The prevailing wisdom in Leinster House is without Kenny in place, Fine Gael would have pressed home their advantage at this stage.

Of course, this notion ignores Simon Coveney's patrician attitude, Leo Varadkar's seeming lack of interest and Frances Fitzgerald's indecision affliction.

Kenny's hail fellow, well met demeanour would seem best suited to the dealmaking now required, except his brand is so badly damaged it's impossible to look beyond. And yet, and yet, and yet he remains the most likely to the next Taoiseach.

During his 40 years in the Dáil, Kenny will have seen plenty of party leaders who ended up in the Taoiseach's office by digging in nad stubborning it out.

Charlie Haughey defied numerous heaves and failures to achieve overall majorities, until the ghosts of the past caught up with him. Albert Reynolds somehow managed to retain power, despite an electoral disaster. John Bruton managed to go even better.

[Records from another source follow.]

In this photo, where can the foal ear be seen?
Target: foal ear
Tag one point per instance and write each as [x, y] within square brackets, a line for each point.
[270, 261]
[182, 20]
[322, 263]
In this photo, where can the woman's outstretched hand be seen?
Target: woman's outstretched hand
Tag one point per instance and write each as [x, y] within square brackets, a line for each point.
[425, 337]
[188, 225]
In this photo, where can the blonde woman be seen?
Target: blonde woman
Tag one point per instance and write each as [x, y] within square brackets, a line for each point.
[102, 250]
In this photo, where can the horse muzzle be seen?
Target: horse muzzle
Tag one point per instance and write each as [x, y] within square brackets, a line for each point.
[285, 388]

After an electoral calamity, he failed to get into office, survived and a heave against and became Taoiseach in a government which he was unable to put together previously..

Kenny himself appeared to be blowing his chance of getting into power, had a heave inflicted on him by half his frontbench, but overcame it and managed to become Taoiseach with the largest majority in the history of the State.

Kenny is around long enough to know, he just needs to get over what Sean McBride coined as 'That day's struggle'.

Live to fight another day and you've a better chance when that other day comes.

Put the government together and then worry about keeping it together.

Time and again, for over a decade now, Kenny's leadership has come under negative scrutiny. Beware of writing him off.